As those of you who’ve read my utter rubbish for the last few years will know, I have a habit of finding myself in embarrassing situations.
And on the penultimate night of my recent trip to China it happened again.
Some of the food in China is interesting – interesting in a ‘I hope this doesn’t kill me’ kind of way. They eat noodles for breakfast, dinner and tea and these noodles contain a variety of weird-looking items.
None of the restaurant staff speak any English and all the menus are in Chinese, so ordering a meal is like a particularly dangerous game of Russian Roulette.
One meal I chose by stabbing a nervy finger at the menu, consisted of noodles covered in a thick gloopy yellow sauce containing rectangular green-coloured chunks that could have been meat, but might just as easily have been fish. In looked like the chef had vomited on the plate and shouted ‘service!’. I managed three mouthfuls.
It was no surprise then that at the end of my stay I contracted food poisoning, though it was ironic it came not from one of these exotic dishes but from a tuna sandwich I purchased in an English-style bakery.
I was so excited to find an establishment which served something other than noodles I ordered two tuna butties and wolfed them down in seconds. I did note as I was scoffing them that the mayonnaise tasted a little odd but thought nothing more of it.
Until 12 hours later, when at just before midnight I began to have the most violent stomach cramps I believe a human has ever experienced.
What happened next was that I spent the following three hours running to and from the toilet in my hotel room, depositing – approximately seven tonnes of diarrhoea into the bowl.
Unfortunately I quickly used up both loo rolls that had been left in my room that morning and so it meant, shortly after 3am, I had to walk gingerly down to the reception and ask the two middle-aged men behind the front desk for more toilet roll.
This might seem a simple task but I spoke only English and they spoke only Chinese. You can see where the difficulty might arise.

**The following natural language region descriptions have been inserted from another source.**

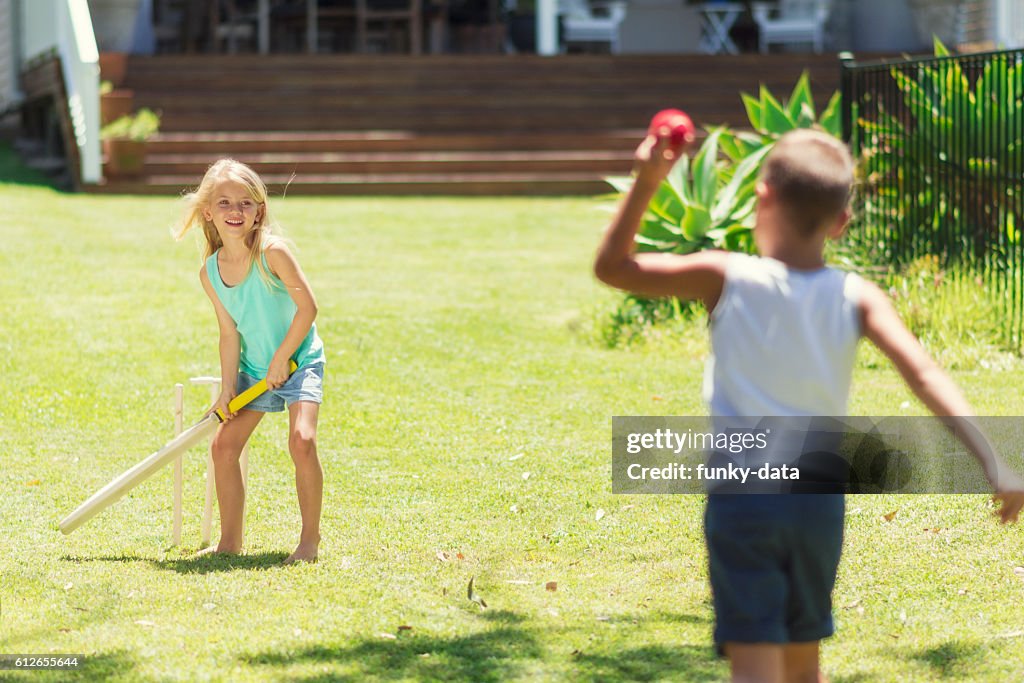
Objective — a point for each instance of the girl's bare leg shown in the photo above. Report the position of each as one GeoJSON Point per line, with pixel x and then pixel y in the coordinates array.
{"type": "Point", "coordinates": [756, 663]}
{"type": "Point", "coordinates": [308, 477]}
{"type": "Point", "coordinates": [226, 450]}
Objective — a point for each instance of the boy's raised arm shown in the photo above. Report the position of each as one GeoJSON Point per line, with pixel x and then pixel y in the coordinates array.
{"type": "Point", "coordinates": [698, 275]}
{"type": "Point", "coordinates": [882, 325]}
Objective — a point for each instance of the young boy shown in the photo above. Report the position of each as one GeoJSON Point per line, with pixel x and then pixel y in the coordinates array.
{"type": "Point", "coordinates": [783, 333]}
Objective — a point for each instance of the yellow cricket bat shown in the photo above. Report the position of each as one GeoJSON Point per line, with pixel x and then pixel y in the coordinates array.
{"type": "Point", "coordinates": [113, 492]}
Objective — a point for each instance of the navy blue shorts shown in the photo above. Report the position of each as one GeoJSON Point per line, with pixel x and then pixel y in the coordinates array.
{"type": "Point", "coordinates": [772, 563]}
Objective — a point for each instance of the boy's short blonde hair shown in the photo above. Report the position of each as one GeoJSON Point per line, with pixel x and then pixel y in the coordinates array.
{"type": "Point", "coordinates": [811, 174]}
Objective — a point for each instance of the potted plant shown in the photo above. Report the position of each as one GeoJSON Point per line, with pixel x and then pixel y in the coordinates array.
{"type": "Point", "coordinates": [124, 142]}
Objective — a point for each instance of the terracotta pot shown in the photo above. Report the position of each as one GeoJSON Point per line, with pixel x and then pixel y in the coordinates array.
{"type": "Point", "coordinates": [124, 159]}
{"type": "Point", "coordinates": [115, 104]}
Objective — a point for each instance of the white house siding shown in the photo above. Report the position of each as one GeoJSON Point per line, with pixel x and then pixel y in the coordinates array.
{"type": "Point", "coordinates": [8, 55]}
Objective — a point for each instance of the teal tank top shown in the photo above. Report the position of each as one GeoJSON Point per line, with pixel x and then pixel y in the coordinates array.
{"type": "Point", "coordinates": [262, 315]}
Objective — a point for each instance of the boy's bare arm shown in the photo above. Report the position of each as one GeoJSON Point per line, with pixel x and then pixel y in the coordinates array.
{"type": "Point", "coordinates": [882, 325]}
{"type": "Point", "coordinates": [697, 275]}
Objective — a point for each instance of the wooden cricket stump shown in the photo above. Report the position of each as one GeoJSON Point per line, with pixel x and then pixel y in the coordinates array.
{"type": "Point", "coordinates": [207, 524]}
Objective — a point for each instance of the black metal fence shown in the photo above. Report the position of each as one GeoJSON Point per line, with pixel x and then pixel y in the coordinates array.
{"type": "Point", "coordinates": [940, 145]}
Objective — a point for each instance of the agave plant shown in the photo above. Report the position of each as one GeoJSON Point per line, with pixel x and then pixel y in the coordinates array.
{"type": "Point", "coordinates": [708, 201]}
{"type": "Point", "coordinates": [942, 163]}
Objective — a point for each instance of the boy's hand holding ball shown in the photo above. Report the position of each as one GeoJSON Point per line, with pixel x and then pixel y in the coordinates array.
{"type": "Point", "coordinates": [670, 132]}
{"type": "Point", "coordinates": [674, 125]}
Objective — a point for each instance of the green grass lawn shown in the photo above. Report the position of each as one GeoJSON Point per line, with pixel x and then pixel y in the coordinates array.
{"type": "Point", "coordinates": [465, 432]}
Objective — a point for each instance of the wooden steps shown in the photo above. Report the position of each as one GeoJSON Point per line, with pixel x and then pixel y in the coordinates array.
{"type": "Point", "coordinates": [444, 124]}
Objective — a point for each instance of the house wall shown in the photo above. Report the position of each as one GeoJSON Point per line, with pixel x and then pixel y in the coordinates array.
{"type": "Point", "coordinates": [8, 55]}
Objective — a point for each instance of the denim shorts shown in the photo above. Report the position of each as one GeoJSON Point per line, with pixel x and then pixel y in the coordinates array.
{"type": "Point", "coordinates": [304, 384]}
{"type": "Point", "coordinates": [773, 560]}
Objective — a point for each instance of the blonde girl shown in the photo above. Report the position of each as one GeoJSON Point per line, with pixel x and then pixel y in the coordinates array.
{"type": "Point", "coordinates": [265, 310]}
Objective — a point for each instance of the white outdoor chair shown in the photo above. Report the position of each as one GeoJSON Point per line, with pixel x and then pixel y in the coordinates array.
{"type": "Point", "coordinates": [792, 22]}
{"type": "Point", "coordinates": [583, 26]}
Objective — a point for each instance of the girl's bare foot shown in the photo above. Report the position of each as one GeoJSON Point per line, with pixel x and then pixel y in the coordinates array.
{"type": "Point", "coordinates": [306, 552]}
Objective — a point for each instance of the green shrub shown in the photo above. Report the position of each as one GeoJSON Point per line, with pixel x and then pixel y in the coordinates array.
{"type": "Point", "coordinates": [139, 126]}
{"type": "Point", "coordinates": [708, 202]}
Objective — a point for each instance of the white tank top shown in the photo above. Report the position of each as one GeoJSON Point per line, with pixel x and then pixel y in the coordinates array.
{"type": "Point", "coordinates": [782, 341]}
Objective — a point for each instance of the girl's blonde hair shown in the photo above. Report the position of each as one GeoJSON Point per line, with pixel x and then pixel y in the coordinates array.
{"type": "Point", "coordinates": [263, 232]}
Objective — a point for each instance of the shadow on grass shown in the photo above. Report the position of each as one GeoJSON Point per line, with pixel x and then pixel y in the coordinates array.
{"type": "Point", "coordinates": [206, 564]}
{"type": "Point", "coordinates": [489, 655]}
{"type": "Point", "coordinates": [107, 667]}
{"type": "Point", "coordinates": [651, 663]}
{"type": "Point", "coordinates": [12, 171]}
{"type": "Point", "coordinates": [509, 647]}
{"type": "Point", "coordinates": [952, 659]}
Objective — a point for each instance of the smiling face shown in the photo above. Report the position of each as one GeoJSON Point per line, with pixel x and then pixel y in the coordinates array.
{"type": "Point", "coordinates": [232, 210]}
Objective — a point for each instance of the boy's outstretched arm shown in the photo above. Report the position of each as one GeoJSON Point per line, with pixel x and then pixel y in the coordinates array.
{"type": "Point", "coordinates": [698, 275]}
{"type": "Point", "coordinates": [882, 325]}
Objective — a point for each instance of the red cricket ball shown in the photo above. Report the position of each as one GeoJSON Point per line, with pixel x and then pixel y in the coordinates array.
{"type": "Point", "coordinates": [675, 124]}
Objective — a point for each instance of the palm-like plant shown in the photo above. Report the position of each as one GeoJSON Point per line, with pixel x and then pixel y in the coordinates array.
{"type": "Point", "coordinates": [708, 201]}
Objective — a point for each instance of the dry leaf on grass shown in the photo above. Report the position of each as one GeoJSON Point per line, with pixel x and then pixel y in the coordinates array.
{"type": "Point", "coordinates": [471, 594]}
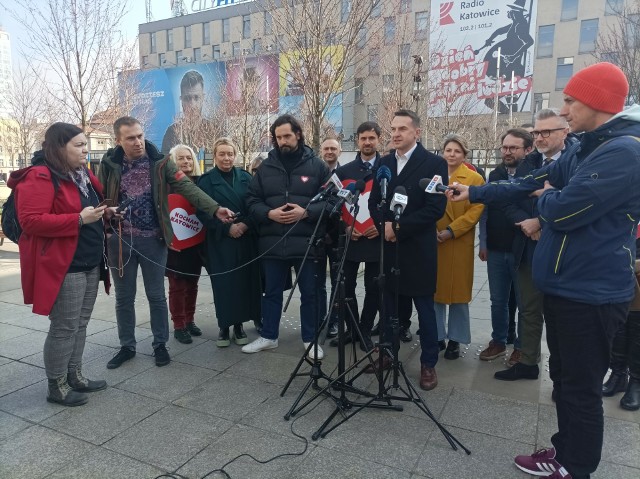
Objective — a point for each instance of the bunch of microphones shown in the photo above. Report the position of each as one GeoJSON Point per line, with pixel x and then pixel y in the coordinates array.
{"type": "Point", "coordinates": [400, 199]}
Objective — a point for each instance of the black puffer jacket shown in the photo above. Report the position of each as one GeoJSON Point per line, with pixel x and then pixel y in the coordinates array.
{"type": "Point", "coordinates": [272, 187]}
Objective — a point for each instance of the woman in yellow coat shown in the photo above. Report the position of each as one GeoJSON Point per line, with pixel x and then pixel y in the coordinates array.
{"type": "Point", "coordinates": [456, 236]}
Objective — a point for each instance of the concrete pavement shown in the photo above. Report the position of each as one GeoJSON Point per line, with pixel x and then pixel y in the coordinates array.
{"type": "Point", "coordinates": [210, 405]}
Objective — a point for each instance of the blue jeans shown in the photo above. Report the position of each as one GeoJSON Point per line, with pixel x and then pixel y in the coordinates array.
{"type": "Point", "coordinates": [426, 322]}
{"type": "Point", "coordinates": [459, 328]}
{"type": "Point", "coordinates": [276, 272]}
{"type": "Point", "coordinates": [502, 273]}
{"type": "Point", "coordinates": [125, 286]}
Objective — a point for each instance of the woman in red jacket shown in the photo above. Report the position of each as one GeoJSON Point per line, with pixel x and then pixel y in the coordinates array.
{"type": "Point", "coordinates": [61, 253]}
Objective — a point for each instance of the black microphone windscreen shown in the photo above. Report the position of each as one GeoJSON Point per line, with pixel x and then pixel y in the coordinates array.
{"type": "Point", "coordinates": [423, 183]}
{"type": "Point", "coordinates": [384, 173]}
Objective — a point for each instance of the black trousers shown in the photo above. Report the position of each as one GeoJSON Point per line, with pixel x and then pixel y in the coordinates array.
{"type": "Point", "coordinates": [580, 338]}
{"type": "Point", "coordinates": [625, 355]}
{"type": "Point", "coordinates": [371, 304]}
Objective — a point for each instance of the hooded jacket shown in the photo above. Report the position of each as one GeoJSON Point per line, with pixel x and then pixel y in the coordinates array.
{"type": "Point", "coordinates": [586, 252]}
{"type": "Point", "coordinates": [272, 187]}
{"type": "Point", "coordinates": [48, 216]}
{"type": "Point", "coordinates": [164, 173]}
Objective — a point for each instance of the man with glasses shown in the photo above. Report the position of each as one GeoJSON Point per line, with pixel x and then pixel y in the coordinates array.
{"type": "Point", "coordinates": [549, 135]}
{"type": "Point", "coordinates": [496, 245]}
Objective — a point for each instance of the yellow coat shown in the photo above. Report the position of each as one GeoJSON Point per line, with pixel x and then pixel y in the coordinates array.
{"type": "Point", "coordinates": [456, 256]}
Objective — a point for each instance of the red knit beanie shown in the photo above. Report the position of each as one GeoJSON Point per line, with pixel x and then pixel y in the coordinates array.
{"type": "Point", "coordinates": [602, 86]}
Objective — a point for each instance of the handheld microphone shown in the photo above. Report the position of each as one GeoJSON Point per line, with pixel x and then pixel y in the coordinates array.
{"type": "Point", "coordinates": [434, 186]}
{"type": "Point", "coordinates": [383, 176]}
{"type": "Point", "coordinates": [399, 202]}
{"type": "Point", "coordinates": [345, 195]}
{"type": "Point", "coordinates": [333, 183]}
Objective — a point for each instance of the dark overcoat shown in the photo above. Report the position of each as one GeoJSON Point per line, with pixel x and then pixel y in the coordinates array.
{"type": "Point", "coordinates": [418, 246]}
{"type": "Point", "coordinates": [237, 295]}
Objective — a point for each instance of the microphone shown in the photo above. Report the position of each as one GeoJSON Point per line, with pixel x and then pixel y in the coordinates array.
{"type": "Point", "coordinates": [434, 186]}
{"type": "Point", "coordinates": [333, 183]}
{"type": "Point", "coordinates": [383, 176]}
{"type": "Point", "coordinates": [345, 195]}
{"type": "Point", "coordinates": [399, 202]}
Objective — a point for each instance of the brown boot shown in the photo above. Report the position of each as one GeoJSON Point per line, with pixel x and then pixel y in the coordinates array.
{"type": "Point", "coordinates": [428, 378]}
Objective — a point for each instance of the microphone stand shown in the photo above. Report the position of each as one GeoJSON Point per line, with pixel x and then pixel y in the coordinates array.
{"type": "Point", "coordinates": [316, 372]}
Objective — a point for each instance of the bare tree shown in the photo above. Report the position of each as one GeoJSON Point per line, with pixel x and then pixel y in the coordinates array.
{"type": "Point", "coordinates": [620, 44]}
{"type": "Point", "coordinates": [321, 51]}
{"type": "Point", "coordinates": [247, 103]}
{"type": "Point", "coordinates": [71, 40]}
{"type": "Point", "coordinates": [31, 111]}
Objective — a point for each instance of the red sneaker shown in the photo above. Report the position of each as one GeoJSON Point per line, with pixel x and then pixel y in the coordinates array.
{"type": "Point", "coordinates": [540, 463]}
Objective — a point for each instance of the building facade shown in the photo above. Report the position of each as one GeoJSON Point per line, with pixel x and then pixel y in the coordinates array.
{"type": "Point", "coordinates": [397, 39]}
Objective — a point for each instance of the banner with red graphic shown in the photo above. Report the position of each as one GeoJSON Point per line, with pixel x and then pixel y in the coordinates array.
{"type": "Point", "coordinates": [363, 218]}
{"type": "Point", "coordinates": [481, 48]}
{"type": "Point", "coordinates": [188, 230]}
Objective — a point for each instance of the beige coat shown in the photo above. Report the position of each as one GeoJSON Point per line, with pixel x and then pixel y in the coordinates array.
{"type": "Point", "coordinates": [456, 256]}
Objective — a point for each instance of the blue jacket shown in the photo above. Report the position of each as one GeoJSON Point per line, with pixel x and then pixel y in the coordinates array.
{"type": "Point", "coordinates": [587, 249]}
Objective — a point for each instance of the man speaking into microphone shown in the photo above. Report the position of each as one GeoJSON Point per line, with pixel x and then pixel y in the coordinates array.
{"type": "Point", "coordinates": [415, 231]}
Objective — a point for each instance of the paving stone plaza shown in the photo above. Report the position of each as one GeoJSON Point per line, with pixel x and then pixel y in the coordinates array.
{"type": "Point", "coordinates": [211, 405]}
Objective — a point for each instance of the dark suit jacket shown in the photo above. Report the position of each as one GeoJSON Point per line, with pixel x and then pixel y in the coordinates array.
{"type": "Point", "coordinates": [418, 246]}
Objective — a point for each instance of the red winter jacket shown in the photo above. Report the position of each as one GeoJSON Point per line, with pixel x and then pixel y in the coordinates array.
{"type": "Point", "coordinates": [49, 220]}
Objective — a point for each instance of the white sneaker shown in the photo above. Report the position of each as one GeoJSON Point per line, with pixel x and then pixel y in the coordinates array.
{"type": "Point", "coordinates": [260, 344]}
{"type": "Point", "coordinates": [313, 350]}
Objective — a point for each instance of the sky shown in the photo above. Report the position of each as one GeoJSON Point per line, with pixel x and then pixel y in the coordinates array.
{"type": "Point", "coordinates": [135, 15]}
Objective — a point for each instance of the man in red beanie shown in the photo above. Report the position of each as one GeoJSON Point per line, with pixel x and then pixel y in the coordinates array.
{"type": "Point", "coordinates": [589, 204]}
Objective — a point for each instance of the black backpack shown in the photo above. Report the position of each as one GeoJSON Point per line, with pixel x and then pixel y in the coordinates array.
{"type": "Point", "coordinates": [10, 224]}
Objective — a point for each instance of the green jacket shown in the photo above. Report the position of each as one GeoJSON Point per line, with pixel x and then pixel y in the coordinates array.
{"type": "Point", "coordinates": [163, 174]}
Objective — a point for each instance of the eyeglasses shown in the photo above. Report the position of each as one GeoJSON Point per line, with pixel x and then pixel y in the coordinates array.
{"type": "Point", "coordinates": [510, 149]}
{"type": "Point", "coordinates": [545, 133]}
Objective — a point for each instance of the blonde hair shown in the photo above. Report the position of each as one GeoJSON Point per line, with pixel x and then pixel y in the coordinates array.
{"type": "Point", "coordinates": [225, 141]}
{"type": "Point", "coordinates": [457, 139]}
{"type": "Point", "coordinates": [196, 164]}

‘I need some toilet roll,’ I said. ‘You know, dickie tummy’.
They exchanged glances and stared back at me, brows furrowed.
‘T-O-I-L-E-T R-O-L-L’, I said very slowly, then checking there was no one else around, added, ‘to wipe bottom’.
The expression on their faces remained blank. One of them edged his hand towards the telephone, as if to alert security.
They had no idea what I was going on about. Worse still, I could feel my stomach cramping again. This was a race against time. And so it was, that at 3.25am on the other side of the world, in the reception of a very posh five-star hotel, I found myself doing a mime of somebody on the toilet.
I squatted down on the marble floor, and mimicked a man wiping his bottom.
I continued with my toilet impression for several humiliating minutes before eventually, mercifully, one of the hotel receptionists suddenly raised his finger in the air, let out an exclamation, and ran to a cupboard behind him, then emerged holding two fresh toilet rolls.
I was so happy I could have jumped over the counter and not just kissed him on the lips but proposed to him and fathered his children.
I sprinted back to my hotel room cradling these precious rolls and made it to the toilet in the nick of time.
It was a full 24 hours and another seven rolls of loo paper before I properly recovered.
It was a wretched, horrible experience, but on the upside I now know that weishengzhi is Chinese for toilet roll.